What You Need To Know About The First Home Super Saver Scheme
The budget's First Home Super Savers Scheme might alleviate some housing affordability pressures, but is unlikely to help first-home buyers who want to live close to the city in Sydney and Melbourne.
The government's First Home Super Savers Scheme is certainly a step in the right direction for first-home buyers, but won't relieve all housing affordability pressures, say industry heavyweights.
The First Home Super Savers Scheme will allow first home buyers to save for a deposit by salary sacrificing into their superannuation accounts. The extra funds contributed will have the same tax advantages as superannuation. Contributions will be capped at $30,000 per person, and $15,000 per year.
"It will help, but it's not a fix," said Malcolm Gunning, president of the Real Estate Institute of Australia told SCHWARTZWILLIAMS.
"If you look at it from a national view, [the scheme] may not go far in Sydney and Melbourne, but it will in other cities," said Gunning.
"We think it's a good incentive for the regions," he said.
Gunning said first-home buyers have to recognise that "Sydney and Melbourne are now world-class cities." First-home buyers are competing for real estate with empty nesters and well-heeled property investors in those cities, he said.
Gunning said he believes the federal government has shown strong leadership for the states, which he hopes will now follow with their own measures to improve housing affordability. Changing stamp duty and increasing the speed of getting proposals to market are two clear areas where there is room for improvement, said Gunning.
Joseph Walton, president of the Real Estate Institute of Victoria, told SCHWARTZWILLIAMS the scheme does not go far enough.
“The REIV does not believe the new measures go far enough in genuinely assisting first-home buyers in entering the market," he said.
"Extending the First Home Owners Grant to include established properties and doubling the grant in metropolitan Melbourne would have been more beneficial for first-home buyers,” he said.

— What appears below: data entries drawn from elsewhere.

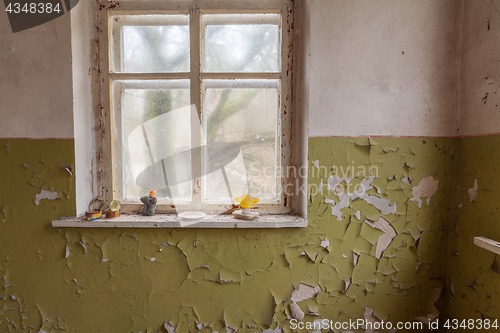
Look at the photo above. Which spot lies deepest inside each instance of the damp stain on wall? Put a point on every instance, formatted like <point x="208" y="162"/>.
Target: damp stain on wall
<point x="382" y="256"/>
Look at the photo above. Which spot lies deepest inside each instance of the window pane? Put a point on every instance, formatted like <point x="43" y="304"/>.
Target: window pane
<point x="153" y="138"/>
<point x="151" y="43"/>
<point x="243" y="112"/>
<point x="241" y="43"/>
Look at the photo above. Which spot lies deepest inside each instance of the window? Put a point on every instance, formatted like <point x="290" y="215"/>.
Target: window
<point x="197" y="103"/>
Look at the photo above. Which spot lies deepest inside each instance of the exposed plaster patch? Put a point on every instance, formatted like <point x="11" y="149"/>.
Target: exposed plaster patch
<point x="296" y="312"/>
<point x="46" y="195"/>
<point x="305" y="292"/>
<point x="427" y="187"/>
<point x="472" y="192"/>
<point x="370" y="318"/>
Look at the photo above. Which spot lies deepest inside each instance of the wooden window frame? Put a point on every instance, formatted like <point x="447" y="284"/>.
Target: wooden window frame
<point x="195" y="9"/>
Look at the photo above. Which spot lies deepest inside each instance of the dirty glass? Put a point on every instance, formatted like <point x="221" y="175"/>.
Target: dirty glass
<point x="151" y="43"/>
<point x="245" y="113"/>
<point x="152" y="134"/>
<point x="241" y="43"/>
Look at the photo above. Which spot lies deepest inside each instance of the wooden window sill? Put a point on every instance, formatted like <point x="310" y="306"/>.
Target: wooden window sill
<point x="171" y="221"/>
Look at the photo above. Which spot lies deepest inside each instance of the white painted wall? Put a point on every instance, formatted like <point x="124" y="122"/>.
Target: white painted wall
<point x="35" y="80"/>
<point x="480" y="74"/>
<point x="361" y="83"/>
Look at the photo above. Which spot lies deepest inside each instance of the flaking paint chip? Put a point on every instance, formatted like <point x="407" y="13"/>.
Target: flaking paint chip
<point x="386" y="238"/>
<point x="472" y="192"/>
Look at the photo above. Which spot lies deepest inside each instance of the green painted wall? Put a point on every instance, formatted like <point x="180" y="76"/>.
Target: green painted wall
<point x="474" y="280"/>
<point x="85" y="280"/>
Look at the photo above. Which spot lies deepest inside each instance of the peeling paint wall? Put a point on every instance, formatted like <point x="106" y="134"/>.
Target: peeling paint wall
<point x="383" y="266"/>
<point x="474" y="273"/>
<point x="390" y="260"/>
<point x="381" y="210"/>
<point x="36" y="99"/>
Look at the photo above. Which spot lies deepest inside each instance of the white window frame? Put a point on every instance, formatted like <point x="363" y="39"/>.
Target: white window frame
<point x="195" y="8"/>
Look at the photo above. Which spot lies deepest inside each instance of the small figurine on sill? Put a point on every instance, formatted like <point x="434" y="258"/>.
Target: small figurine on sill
<point x="246" y="202"/>
<point x="149" y="204"/>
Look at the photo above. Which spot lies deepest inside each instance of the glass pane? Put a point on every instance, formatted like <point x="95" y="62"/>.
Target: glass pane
<point x="245" y="113"/>
<point x="153" y="138"/>
<point x="241" y="43"/>
<point x="151" y="43"/>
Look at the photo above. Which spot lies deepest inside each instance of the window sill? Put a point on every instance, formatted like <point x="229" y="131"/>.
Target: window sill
<point x="171" y="221"/>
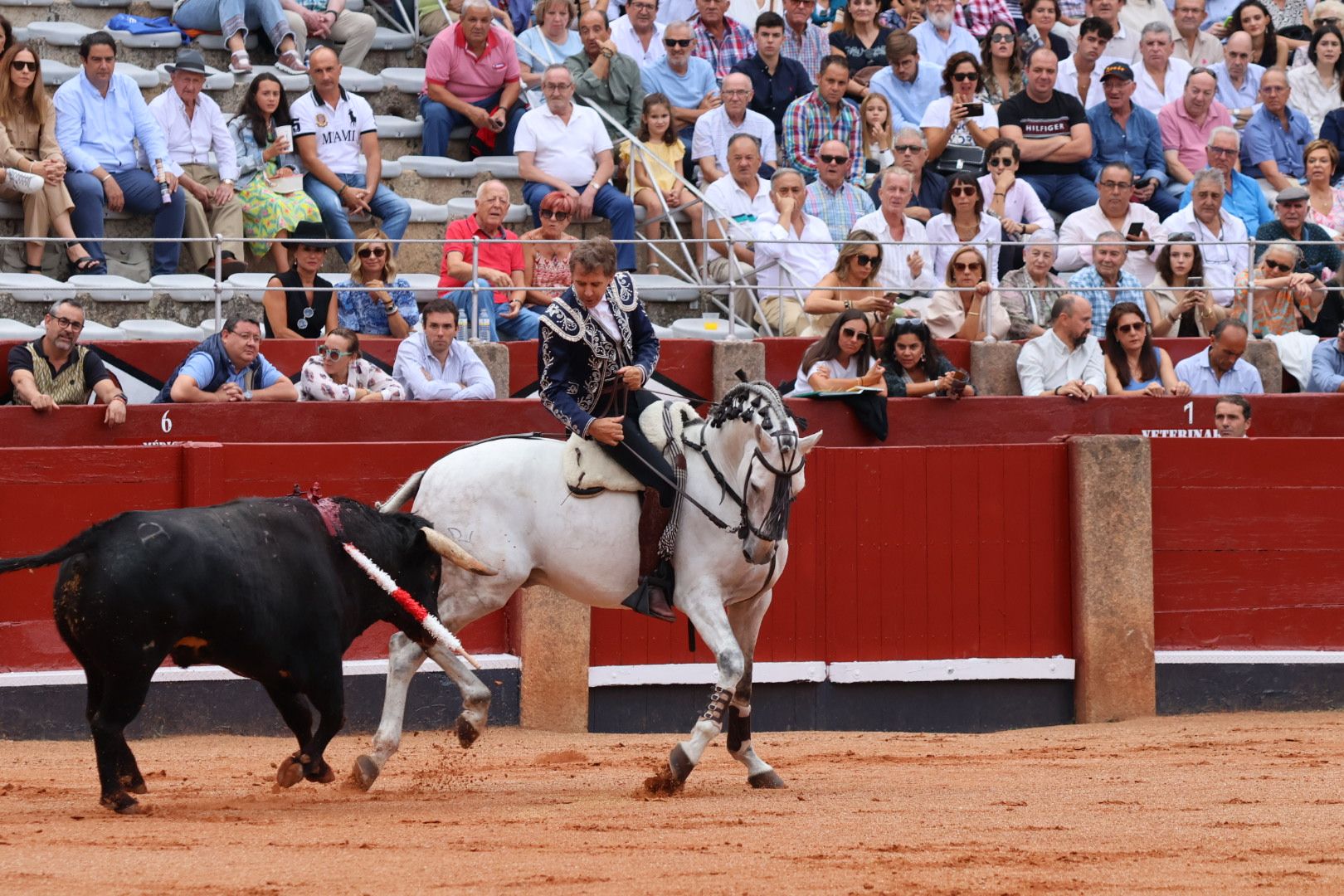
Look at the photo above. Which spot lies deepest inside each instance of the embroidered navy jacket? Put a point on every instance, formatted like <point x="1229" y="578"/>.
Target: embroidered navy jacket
<point x="576" y="356"/>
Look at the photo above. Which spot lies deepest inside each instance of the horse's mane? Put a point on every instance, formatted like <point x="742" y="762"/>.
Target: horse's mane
<point x="753" y="402"/>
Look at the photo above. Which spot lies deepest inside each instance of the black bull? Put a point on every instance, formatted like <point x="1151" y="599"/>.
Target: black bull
<point x="257" y="586"/>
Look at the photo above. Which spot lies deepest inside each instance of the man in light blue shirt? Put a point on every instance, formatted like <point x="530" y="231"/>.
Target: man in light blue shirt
<point x="908" y="84"/>
<point x="1220" y="368"/>
<point x="1328" y="364"/>
<point x="435" y="366"/>
<point x="940" y="37"/>
<point x="1129" y="134"/>
<point x="683" y="78"/>
<point x="99" y="116"/>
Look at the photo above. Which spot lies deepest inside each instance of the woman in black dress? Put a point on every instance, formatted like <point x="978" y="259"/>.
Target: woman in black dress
<point x="863" y="43"/>
<point x="299" y="303"/>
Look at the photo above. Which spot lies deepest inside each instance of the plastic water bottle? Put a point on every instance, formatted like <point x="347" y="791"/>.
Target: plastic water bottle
<point x="483" y="324"/>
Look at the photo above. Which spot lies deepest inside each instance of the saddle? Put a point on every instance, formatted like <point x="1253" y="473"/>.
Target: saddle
<point x="589" y="470"/>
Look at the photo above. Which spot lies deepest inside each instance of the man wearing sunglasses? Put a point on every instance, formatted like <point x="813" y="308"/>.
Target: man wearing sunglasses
<point x="54" y="370"/>
<point x="683" y="78"/>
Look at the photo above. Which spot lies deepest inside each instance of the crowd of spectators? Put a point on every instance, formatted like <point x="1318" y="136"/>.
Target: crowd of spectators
<point x="976" y="169"/>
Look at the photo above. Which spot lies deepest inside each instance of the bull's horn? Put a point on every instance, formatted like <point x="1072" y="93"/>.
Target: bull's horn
<point x="450" y="550"/>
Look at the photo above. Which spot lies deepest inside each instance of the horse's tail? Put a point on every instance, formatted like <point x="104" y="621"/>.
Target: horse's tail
<point x="405" y="494"/>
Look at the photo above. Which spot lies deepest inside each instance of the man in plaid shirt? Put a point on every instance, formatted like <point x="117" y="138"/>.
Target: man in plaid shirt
<point x="823" y="114"/>
<point x="832" y="197"/>
<point x="802" y="41"/>
<point x="721" y="41"/>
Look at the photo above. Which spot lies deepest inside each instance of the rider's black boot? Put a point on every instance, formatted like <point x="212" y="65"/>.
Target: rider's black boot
<point x="654" y="597"/>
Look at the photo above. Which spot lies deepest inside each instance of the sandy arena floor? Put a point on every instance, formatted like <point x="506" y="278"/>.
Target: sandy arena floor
<point x="1218" y="804"/>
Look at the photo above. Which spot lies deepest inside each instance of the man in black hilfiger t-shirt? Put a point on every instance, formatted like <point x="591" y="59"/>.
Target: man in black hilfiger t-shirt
<point x="1053" y="134"/>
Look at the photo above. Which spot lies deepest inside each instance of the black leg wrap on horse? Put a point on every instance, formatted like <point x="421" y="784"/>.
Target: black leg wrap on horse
<point x="739" y="730"/>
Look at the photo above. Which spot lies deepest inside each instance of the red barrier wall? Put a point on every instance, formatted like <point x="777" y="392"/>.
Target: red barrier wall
<point x="905" y="553"/>
<point x="54" y="494"/>
<point x="1246" y="543"/>
<point x="980" y="421"/>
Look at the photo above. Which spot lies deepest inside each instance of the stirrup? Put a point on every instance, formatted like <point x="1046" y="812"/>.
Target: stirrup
<point x="654" y="596"/>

Walton said the savings limit in the super savings scheme means the scheme will be insufficient to help Melbourne first-home buyers.
“While the REIV supports the First Home Super Savers Scheme in principle, the $30,000 cap on savings in super accounts is not representative of house prices in Melbourne, where the median price is currently $826,000 and the recommended deposit is 20 per cent," he said.
Walton also said more information about the scheme is required.
“Further clarification is also needed as to what becomes of the savings being held in a super fund if the individual opts to not purchase a home," he said.
Leanne Pilkington, deputy president of the REINSW, told SCHWARTZWILLIAMS, "It's great they're doing something and yes it will provide assitance, but the only way to improves prices is to increase supply." She called on the states to implement changes to stamp duty.
Michelle Ciesielski, Knight Frank’s Head of Residential Research, Australia, said the First Home Super Saver Scheme shows the government is taking a "holistic approach" to helping first-home bueyrs.
“It’s great that the government is taking some steps towards helping first-home buyers into the market through the First Home Super Saver Scheme," she said.
Knight Frank is marketing a project in the Illawarra region that has quarantined 30% of its apartments for first-home buyers.
Brendan Rynne, Chief Economist KPMG, says The First Home Super Saver Scheme is a positive first step.
The scheme "will help new buyers to compete against investors, but overall the Budget is just a first step," he said. "More policy initiatives will be needed to tackle this complex problem, with greater co-ordination between all tiers of government and the private sector."